# Look what I made with Rosie's feathers :D



## copperarabian (Apr 27, 2011)

Too bad it kinda looks like a dead bird lol I only layered the feathers so afterwords the feathers got shoved back in their bin. This is like less then 25% of all the feathers I have from her.


----------



## kfryman (Nov 7, 2011)

It looks so much like a dead bird lol. you could probably prank people if you are really mean XD

I love Rosie btw!


----------



## Sakura8 (May 12, 2011)

:shock: Wow. 

On the other hand . . . cat toy . . .


----------



## nel3 (May 29, 2011)

please forgive me if im making assumptions. id like to know if those were feathers your bird lost with time of if you bird has already passed away. i cant remember the names of the ppl here who have pet birds very well.

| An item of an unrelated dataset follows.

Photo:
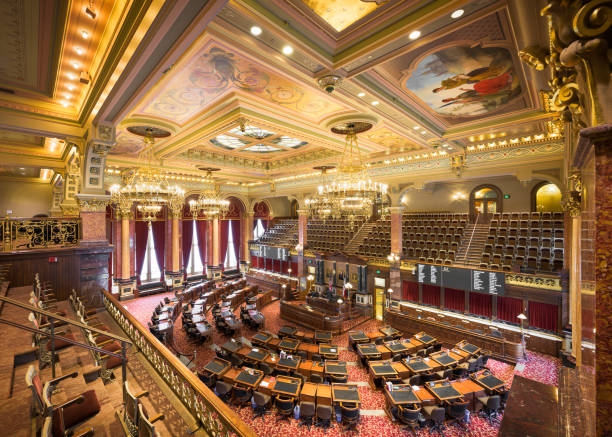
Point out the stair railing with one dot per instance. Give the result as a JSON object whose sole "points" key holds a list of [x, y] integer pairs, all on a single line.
{"points": [[467, 250], [52, 324]]}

its well made and looks like it came right off the bird.


----------



## lvandert (Feb 23, 2012)

lol I have been wondering weather or not I should be keeping Spikes. I have no Idea what to do with them though lol. I do like it even if it does look like a dead bird


----------



## copperarabian (Apr 27, 2011)

lvandert said:


> lol I have been wondering weather or not I should be keeping Spikes. I have no Idea what to do with them though lol. I do like it even if it does look like a dead bird


My friend who has 2 cockatiels keeps all the tail, primary feathers, and sometimes crest feathers. Their body feathers are so tiny it can be hard to save them lol. I keep Rosie's feathers in a small lafeber's bin and I plan to eventually sell some, make jewelry, and make a fan once I have a full set of her molted tail. I'm excited about the fan, I'll be able to compare how off colored her feathers are with her new pretty feathers 



nel3 said:


> please forgive me if im making assumptions. id like to know if those were feathers your bird lost with time of if you bird has already passed away. i cant remember the names of the ppl here who have pet birds very well.
> 
> its well made and looks like it came right off the bird.


They are all naturally molted feathers, Once when Rosie was going through a molt she lost 38 feathers in one day


----------



## lvandert (Feb 23, 2012)

Oh yeah Spike as has some serious feather losses in one day. Heck in one good bout of scratching she lost 7.


----------



## nel3 (May 29, 2011)

copperarabian said:


> They are all naturally molted feathers, Once when Rosie was going through a molt she lost 38 feathers in one day


thank you for clarifying Copperarabian. it makes perfect sense. 38 feathers is a good amount of feathers to molt in such a short time. if i had a bird, id probably think of something similar.


----------



## copperarabian (Apr 27, 2011)

nel3 said:


> thank you for clarifying Copperarabian. it makes perfect sense. 38 feathers is a good amount of feathers to molt in such a short time. if i had a bird, id probably think of something similar.


It is, lol usually 5-10 is a more common number and when she's not molting it's a random stray feather on occasion.


----------



## Sakura8 (May 12, 2011)

Rosie's feathers are so beautiful. I love my collection.


----------